158. Overall, it presents a picture of a Health Board that did not fully – or at least overtly – appreciate the risks and issues arising from the QEUH incidents and act appropriately to address the issues as a result. Such a picture may not, of course, do justice to the commitment and actions of individual staff and services in addressing the huge challenges of the infection incidents. However, at the very least, it should represent a key challenge that the full Board itself should review, not least in the context of the review of governance and assurance in IPC captured in the Gold and Silver Command programme of work.

159. The Oversight Board recognises that the full Board has initiated work to address wider governance, and that this work has the potential to improve some of the issues identified here. As part of work to embed the Blueprint of Good Governance in the Health Board, it is taking forward a three-stage project to improve its governance and assurance. It has adopted the national principle of ''Active Governance', which requires NHS Boards to have not only a clear and accurate picture of what is happening within the organisation at a given point in time, but also regard to the wider strategic and policy context in which the Board operates. This is described as:

  • ensuring the right things are being considered by the correct individuals/committees;
  • ensuring there is a review of the right information and support given to ensure understanding and context; and
  • facilitating an appropriate response by committees/Board and thus assessment of scrutiny and assurance can be elicited and governance active ensured.

160. The application of these principles to IPC is not clear at this stage, but early indications show that such links are being made.
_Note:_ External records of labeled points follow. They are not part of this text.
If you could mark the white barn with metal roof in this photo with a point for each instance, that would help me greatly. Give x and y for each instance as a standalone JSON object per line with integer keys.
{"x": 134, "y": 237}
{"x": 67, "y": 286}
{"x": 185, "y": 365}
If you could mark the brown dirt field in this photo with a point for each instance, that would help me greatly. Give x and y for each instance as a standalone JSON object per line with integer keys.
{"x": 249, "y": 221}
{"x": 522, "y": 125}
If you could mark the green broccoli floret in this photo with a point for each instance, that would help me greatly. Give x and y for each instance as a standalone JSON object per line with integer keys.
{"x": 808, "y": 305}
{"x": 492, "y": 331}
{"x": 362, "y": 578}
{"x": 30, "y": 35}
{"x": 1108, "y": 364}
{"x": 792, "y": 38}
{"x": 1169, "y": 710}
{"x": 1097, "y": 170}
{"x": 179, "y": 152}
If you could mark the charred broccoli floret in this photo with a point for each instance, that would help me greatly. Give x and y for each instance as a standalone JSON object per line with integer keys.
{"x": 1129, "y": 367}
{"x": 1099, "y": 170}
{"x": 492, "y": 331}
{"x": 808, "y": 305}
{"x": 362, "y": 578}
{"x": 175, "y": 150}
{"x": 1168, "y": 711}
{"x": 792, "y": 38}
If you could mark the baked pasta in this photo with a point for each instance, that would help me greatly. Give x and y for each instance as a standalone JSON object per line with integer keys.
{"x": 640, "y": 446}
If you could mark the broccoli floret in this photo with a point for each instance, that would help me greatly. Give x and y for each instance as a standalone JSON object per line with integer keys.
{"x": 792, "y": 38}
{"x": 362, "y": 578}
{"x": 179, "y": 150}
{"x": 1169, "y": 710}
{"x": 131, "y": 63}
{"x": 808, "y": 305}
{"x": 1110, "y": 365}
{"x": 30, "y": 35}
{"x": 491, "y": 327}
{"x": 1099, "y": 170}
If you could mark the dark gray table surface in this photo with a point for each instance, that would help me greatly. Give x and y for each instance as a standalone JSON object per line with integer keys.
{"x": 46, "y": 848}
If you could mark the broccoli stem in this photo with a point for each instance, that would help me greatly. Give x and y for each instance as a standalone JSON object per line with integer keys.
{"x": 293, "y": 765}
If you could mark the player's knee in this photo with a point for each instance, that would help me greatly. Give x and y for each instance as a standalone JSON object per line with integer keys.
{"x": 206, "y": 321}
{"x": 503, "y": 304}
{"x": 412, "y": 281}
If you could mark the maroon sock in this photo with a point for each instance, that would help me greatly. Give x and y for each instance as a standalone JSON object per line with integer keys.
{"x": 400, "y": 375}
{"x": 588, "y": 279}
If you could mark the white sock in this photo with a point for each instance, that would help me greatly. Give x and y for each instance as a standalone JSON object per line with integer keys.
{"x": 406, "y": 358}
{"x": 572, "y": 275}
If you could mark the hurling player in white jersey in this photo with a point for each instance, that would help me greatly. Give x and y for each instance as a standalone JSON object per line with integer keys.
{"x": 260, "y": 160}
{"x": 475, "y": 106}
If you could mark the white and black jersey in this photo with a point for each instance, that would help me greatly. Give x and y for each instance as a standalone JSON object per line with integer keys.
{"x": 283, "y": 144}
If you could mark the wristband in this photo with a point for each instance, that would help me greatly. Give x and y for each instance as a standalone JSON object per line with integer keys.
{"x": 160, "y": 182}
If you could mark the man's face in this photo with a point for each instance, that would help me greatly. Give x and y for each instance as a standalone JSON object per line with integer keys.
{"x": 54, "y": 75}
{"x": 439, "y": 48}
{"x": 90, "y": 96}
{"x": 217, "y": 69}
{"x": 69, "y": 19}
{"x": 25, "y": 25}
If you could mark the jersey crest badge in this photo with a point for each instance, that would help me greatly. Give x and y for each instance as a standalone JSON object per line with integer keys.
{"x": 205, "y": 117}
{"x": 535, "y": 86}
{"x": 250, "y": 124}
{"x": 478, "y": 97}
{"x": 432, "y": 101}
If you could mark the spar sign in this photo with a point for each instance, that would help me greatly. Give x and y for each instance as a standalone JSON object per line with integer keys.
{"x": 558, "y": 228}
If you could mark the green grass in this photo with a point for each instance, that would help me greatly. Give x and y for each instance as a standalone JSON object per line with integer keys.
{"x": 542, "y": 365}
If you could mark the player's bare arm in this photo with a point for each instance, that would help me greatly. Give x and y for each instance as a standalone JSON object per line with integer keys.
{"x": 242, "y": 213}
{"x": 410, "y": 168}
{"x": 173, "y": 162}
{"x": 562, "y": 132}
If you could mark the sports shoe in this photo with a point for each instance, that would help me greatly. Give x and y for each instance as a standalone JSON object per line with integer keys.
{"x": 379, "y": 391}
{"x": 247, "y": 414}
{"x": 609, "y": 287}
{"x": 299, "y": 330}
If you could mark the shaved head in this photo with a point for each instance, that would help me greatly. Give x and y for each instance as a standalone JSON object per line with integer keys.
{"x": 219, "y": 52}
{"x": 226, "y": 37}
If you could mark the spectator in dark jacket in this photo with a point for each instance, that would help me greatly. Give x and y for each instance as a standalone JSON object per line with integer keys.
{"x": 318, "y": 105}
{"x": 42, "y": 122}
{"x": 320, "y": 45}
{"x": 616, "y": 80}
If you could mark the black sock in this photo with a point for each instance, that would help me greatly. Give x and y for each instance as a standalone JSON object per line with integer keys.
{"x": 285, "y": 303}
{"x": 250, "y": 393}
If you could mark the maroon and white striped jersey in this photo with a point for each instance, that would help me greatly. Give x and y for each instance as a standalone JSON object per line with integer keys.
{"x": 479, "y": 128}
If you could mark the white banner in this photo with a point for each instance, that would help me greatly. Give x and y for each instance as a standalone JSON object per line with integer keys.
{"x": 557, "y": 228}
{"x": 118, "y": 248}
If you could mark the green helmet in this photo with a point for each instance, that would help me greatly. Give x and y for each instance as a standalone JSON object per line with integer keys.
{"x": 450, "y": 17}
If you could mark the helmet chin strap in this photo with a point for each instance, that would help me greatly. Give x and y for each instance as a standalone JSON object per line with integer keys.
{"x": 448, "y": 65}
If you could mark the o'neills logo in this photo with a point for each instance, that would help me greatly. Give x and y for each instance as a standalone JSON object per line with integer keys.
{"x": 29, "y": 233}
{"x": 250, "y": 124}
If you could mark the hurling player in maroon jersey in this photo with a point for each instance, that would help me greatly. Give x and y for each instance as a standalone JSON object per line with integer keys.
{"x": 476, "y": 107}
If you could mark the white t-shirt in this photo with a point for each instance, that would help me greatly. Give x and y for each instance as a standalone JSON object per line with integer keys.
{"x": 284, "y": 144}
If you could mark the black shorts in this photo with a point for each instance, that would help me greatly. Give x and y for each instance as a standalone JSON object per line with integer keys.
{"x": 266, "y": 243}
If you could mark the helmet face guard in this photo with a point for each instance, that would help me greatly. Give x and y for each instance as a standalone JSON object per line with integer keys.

One of the early steps in this work is defining corporate objectives and allocating them clearly within the governance structure: there is a clear designation of the corporate objective "to provide safe and appropriate working practices that minimise the risk of infection, injury or harm to our patients and our people" to the Clinical and Care Governance Committee as lead. Moreover, in his letter of 3 December 2020 to the Cabinet Secretary for Health and Sport, the Health Board Chair noted that the Health Board's 2020/21 winter priorities included "the issues around the design, build and maintenance of the QEUH campus, including the legal case and the liaison with the Oversight Boards and the Public Inquiry". He also noted that a comprehensive review of the existing risk management system has now been commissioned, which will include both corporate and operational risk management. A Senior Risk Officer has been appointed as part of this activity.

161. The Oversight Board welcomes the approach and recommends that the principles are applied to ensuring that IPC strategic and operational risks are captured within this system, and relevant information escalated more effectively, as soon as possible.

162. In addition, the Oversight Board draws attention to whether the Gold and Silver Command programme of work has been considered under the Health Board's obligations under Part 1, Section 2 of the Children and Young People (Scotland) Act 2014. This places obligations on organisations such as Health Boards to report every three years on the steps they have taken to secure better or further effect of the requirements of the United Nations Convention on the Rights of the Child (UNCRC). Typically this would entail the use of children's rights and wellbeing impact assessments on key policy and service changes that affect children and young people.[15] Given the range of UNCRC rights likely to have been engaged by this work, the use of an impact assessment and highlighting of the results in the next three-yearly report would be strongly advised, not least as an active part of risk management going forward.